Abandoned at home, Claus' wife Maria (Tuva Novotny) has to deal with three children—one adorable, one sullen and one deeply troubled. The oldest boy has a penchant for starting fights, ignoring orders, challenging his mother and biting other kids. 

The film captures the insanity of imposed wars. Civilians are confronted and threatened by nervous soldiers who grow angry when their commands are not instantly obeyed. (Remember, they are shouting commands in Danish!) 

"At the end of the day, our job is to get our men back all in one piece," Claus insists. The primary goal is to "protect your brothers," not to protect civilians. 

From Afghan Trails to Danish Trials 

The defining conflict comes one day when Pederson and his team find themselves trapped inside a small village compound, under fire, with a fellow soldier bleeding to death.
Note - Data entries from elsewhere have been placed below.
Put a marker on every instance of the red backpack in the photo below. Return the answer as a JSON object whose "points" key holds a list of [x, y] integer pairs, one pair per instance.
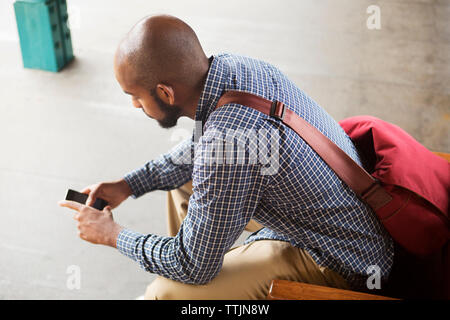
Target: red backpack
{"points": [[407, 185]]}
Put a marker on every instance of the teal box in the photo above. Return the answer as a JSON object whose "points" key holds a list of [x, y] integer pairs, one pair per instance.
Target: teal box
{"points": [[45, 39]]}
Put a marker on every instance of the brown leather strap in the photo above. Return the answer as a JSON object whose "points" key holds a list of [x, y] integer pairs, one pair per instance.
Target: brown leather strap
{"points": [[358, 179]]}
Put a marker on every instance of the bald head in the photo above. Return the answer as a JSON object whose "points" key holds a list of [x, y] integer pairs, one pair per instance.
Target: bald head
{"points": [[161, 49]]}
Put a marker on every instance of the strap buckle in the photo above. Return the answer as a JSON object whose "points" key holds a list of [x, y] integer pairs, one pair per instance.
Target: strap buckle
{"points": [[277, 110]]}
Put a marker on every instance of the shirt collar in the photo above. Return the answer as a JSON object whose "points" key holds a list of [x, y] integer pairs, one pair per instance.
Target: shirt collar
{"points": [[212, 90]]}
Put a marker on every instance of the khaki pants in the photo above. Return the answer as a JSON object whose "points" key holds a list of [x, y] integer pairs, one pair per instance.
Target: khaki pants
{"points": [[247, 270]]}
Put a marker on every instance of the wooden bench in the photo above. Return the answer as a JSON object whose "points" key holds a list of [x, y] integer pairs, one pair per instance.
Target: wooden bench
{"points": [[291, 290]]}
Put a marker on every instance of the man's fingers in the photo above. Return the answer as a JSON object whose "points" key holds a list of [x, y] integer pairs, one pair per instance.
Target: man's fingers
{"points": [[92, 196], [71, 204], [86, 190]]}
Desperate to protect his men and secure an opening for a medevac chopper, Claus calls in an airstrike. 

There's an explosion that covers the soldiers in sand and pebbles as they hover protectively over the body of their injured comrade. He is evacuated to a hospital. No Danish lives are lost. 
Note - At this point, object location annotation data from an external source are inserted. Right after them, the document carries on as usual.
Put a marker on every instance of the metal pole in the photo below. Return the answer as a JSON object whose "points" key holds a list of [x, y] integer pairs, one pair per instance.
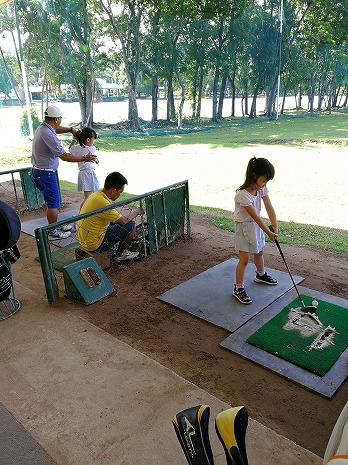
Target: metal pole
{"points": [[280, 53], [24, 75]]}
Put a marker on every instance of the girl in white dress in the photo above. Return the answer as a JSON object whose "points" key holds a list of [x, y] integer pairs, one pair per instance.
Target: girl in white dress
{"points": [[250, 229], [87, 181]]}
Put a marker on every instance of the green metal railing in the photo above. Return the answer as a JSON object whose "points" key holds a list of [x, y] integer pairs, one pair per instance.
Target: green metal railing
{"points": [[167, 211]]}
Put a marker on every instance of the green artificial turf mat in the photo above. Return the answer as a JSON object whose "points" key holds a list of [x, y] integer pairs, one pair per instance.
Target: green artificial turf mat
{"points": [[63, 256], [295, 347]]}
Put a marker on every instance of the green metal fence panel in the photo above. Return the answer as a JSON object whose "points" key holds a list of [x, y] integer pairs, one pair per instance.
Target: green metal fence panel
{"points": [[164, 220], [165, 217]]}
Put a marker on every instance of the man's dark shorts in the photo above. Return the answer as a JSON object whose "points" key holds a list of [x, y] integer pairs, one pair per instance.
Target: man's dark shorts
{"points": [[46, 182], [115, 233]]}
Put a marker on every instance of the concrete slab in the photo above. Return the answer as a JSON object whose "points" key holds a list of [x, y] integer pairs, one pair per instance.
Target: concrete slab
{"points": [[16, 446], [29, 227], [209, 295], [326, 385], [87, 398]]}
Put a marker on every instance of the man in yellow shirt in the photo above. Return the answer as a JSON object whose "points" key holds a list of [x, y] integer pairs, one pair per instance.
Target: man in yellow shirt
{"points": [[100, 232]]}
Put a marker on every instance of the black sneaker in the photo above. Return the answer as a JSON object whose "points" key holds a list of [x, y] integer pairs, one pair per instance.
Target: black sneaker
{"points": [[241, 295], [266, 279]]}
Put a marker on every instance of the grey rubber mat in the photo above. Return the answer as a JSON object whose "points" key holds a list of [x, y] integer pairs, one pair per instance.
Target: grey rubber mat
{"points": [[208, 295]]}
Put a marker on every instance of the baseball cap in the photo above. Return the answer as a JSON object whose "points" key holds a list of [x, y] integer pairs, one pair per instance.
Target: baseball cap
{"points": [[53, 112]]}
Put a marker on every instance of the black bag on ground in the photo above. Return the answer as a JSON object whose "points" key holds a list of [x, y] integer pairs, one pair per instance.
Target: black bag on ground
{"points": [[192, 429], [5, 278]]}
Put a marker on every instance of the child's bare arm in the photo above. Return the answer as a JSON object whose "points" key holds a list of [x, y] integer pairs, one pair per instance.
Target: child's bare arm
{"points": [[271, 213], [252, 212]]}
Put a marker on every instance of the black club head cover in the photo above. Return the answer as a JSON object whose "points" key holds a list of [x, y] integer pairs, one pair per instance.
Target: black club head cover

Claus explains his situation with a phrase that has been recited, used, and misused by soldiers in every century that has seen war: "I had to do something." 

Claus has acted bravely and responsibly. Or so it seems. 
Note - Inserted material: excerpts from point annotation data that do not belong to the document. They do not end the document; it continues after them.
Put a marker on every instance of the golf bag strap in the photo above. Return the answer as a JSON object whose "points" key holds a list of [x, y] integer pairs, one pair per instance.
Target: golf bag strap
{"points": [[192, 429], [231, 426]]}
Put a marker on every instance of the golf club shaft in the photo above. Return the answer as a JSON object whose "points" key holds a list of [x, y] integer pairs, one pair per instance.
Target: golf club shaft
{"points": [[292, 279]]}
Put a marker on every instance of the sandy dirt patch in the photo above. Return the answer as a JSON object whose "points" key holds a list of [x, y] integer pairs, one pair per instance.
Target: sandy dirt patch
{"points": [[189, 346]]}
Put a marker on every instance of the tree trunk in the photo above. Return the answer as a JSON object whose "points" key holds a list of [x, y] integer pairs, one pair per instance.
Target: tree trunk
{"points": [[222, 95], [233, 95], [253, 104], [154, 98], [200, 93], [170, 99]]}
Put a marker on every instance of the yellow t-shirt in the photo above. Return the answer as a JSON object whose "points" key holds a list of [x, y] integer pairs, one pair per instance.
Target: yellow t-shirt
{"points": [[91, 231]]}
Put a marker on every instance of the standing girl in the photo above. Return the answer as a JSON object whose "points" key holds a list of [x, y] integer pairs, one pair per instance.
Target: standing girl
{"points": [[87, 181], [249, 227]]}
Tragically, it turns out that the airstrike killed a number of civilians, including children. Pederson discovers the mistake when he enters a demolished room and finds the bodies of dead children covered with dust and blood. Pederson is stunned by the sight of the two bare feet of one dead child. 

Some days later, army investigators interrogate Claus and inform him that he will be heading home to rejoin his family—and to stand trial for war crimes. 

The besieged soldiers assumed the targeted building was filled with Taliban. But assumptions are not enough. Under the laws of war, a commander needs to have "PID"—positive identification of the enemy—before calling in a lethal strike. 

This can be a difficult choice in a situation where bullets are flying at you and cutting through the bodies of your men. 

The film returns to Denmark. Claus is reunited with his family but he has to spend each day in a courtroom facing a panel of grim-faced judges—and the prospect of a multi-year prison sentence. 

The courtroom proceedings inevitably seep into the Pederson's shaky home life. One night, as Claus is helping Maria put his children to bed, his daughter asks a question that no father should ever have to answer. 

The final image in the film is especially haunting. After Claus has tucked in his oldest son, he turns back and freezes. He finds himself starring at the boy's small feet, barefoot and sticking out from beneath his blanket. 

The Issue of Combat-Cams 

There is one element of Lindholm's story that is especially notable. The key evidence used against Pederson comes from a videotape that captured his commands during the heat of battle. It turns out that Danish soldiers are required to wear cameras in the battlefield. The evidence gathered by these "troop-cams" can be used in court. 

The utility of issuing "body cameras" to police officers has now been clearly established in the US. What are the chances that US soldiers might be equipped with cameras to record their interactions with foreigners in distant combat zones? 

Apparently there are a few cases where the Pentagon has allowed video cameras in combat situations but there is a basic resistance to their use. As Major Ryan Kenny explains in an article for AFCEA International, the Pentagon has blocked any plans for the use of battlefield body-cams out of a fear of "tactical video footage failing into enemy hands or being exploited for anti-US military proprganda." The Pentagon has even opposed soldiers using personal Go-Pro helmet-cams while on duty. (That ban, apparently, is widely ignored, given the assortment of hand-made in-combat videos now widely available on YouTube.)